Revision as of 19:31, 31 March 2011

Citation

Alexander Pak and Patrick Paroubek. 2010. Twitter as a Corpus for Sentiment Analysis and Opinion Mining. In Proceedings of LREC.

Online version

An online version of this paper is available at [1].

Summary

This paper presents an automatic approach to gather twitter data for sentiment analysis. It also includes detailed study of a recently collected corpus, its basic statistics, and a proposed classification methods for sentiment analysis on twitter messages.

Key Contributions

The paper consolidates several previous research on automatically collecting twitter corpus and presents a novel approach for this problem. The author also shows their collected corpus details with basic statistics.

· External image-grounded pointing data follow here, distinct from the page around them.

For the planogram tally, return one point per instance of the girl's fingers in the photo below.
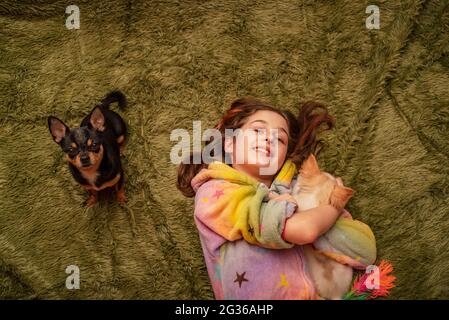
(279, 197)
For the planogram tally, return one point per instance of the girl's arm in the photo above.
(306, 226)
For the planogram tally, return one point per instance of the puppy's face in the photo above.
(83, 146)
(318, 188)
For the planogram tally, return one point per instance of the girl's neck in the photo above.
(267, 180)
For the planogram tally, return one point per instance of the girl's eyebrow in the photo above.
(263, 121)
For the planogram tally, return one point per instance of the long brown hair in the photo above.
(302, 141)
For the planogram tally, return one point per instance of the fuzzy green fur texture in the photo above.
(180, 61)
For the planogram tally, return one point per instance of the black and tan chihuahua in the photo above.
(93, 150)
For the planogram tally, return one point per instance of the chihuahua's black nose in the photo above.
(85, 161)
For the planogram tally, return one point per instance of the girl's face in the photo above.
(260, 148)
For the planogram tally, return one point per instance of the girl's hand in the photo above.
(280, 197)
(344, 213)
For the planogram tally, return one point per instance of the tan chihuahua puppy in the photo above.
(312, 189)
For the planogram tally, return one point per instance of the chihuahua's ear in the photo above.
(97, 119)
(340, 196)
(58, 129)
(310, 167)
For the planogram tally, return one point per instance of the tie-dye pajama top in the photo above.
(240, 231)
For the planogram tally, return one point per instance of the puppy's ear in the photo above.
(310, 167)
(97, 119)
(58, 129)
(340, 196)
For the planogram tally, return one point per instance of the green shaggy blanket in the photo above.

They also claim that their classifier for sentiment analysis on twitter messages outperforms previously used methods.

Corpus Collection

The author mentioned that they would like to collect twitter messages for three different classes: positive, negative and subjective. They used Twitter API to collect all the message with the following criteria for their classes.

  • If the message contains happy emoticons (in this case, ":-)", ":)", ":D" etc.), it is considered as positive message
  • If the message contains sad emoticons (in this case, ":-(", ":(", ";(" etc.), it is considered negative message
  • They queried accounts of 44 newspapers to collect their tweets and considered them objective messages

Corpus Analysis

The authors conducted the word frequencies distribution analysis and showed that the results followed Zipf's law. And the author also performed POS tagging on all the twitter messages and presented the variation of the POS tags across different classes.

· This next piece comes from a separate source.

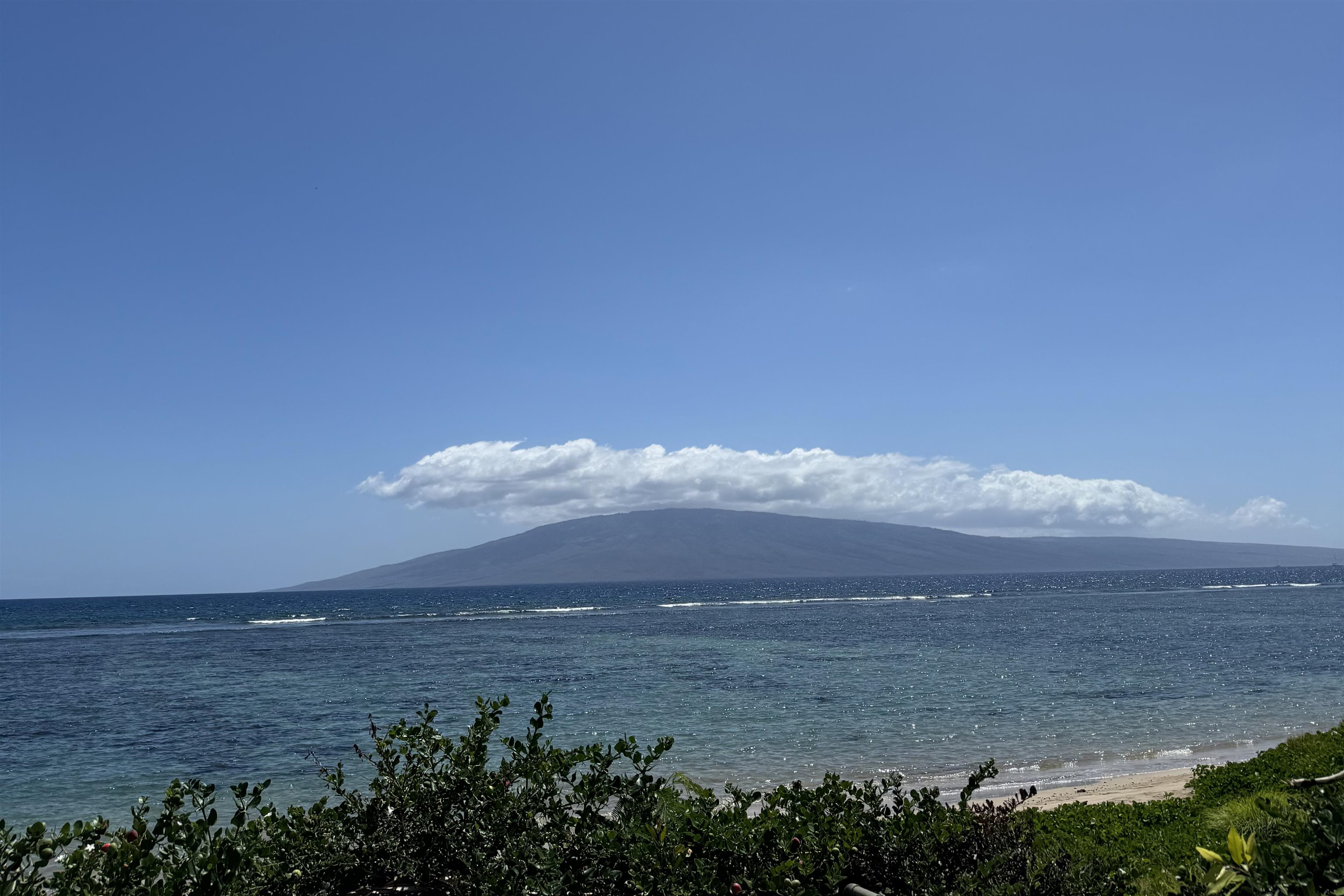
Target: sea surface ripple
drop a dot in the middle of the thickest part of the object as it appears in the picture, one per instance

  • Positive vs. Negative Tags

The author shows an indicator of a positive text is superlative adverbs (RBS), such as “most” and “best”. Positive texts are also characterized by the use of possessive ending (POS). And the negative set contains more often verbs in the past tense (VBN, VBD), because many authors express their negative sentiments about their loss or disappointment.

  • Subjective vs. Objective Tags

The author observe that objective texts tend to contain more common and proper nouns (NPS, NP, NNS), while authors of subjective texts use more often personal pronouns (PP, PP$).

Sentiment Classification and Results

The authors present details on their sentiment classification experiments

  • Merge Similar Topics

Every candidate phrase defines a topic, a set of messages that contain that phrase. Many phrases, however, occur in roughly the same set of messages, thus their topics are repetitive. The authors use two methods to merge similar topics. Firstly, they merge the overlapping (in fact, subsuming) topic phrases. Secondly, they consider the message set directly and merge the topics which have more than 90% Jaccard similarity on their message sets.

  • Group Near-duplicate Messages

The authors mentioned the massive amount of message duplication on Twitter, including forwarded messages, repetitive advertisements, spams, news feeds etc.. Their algorithms thus is designed to group messages based on their Jaccard similarity of tri-gram phrases, grouped if the pairwise similarity exceed 65%.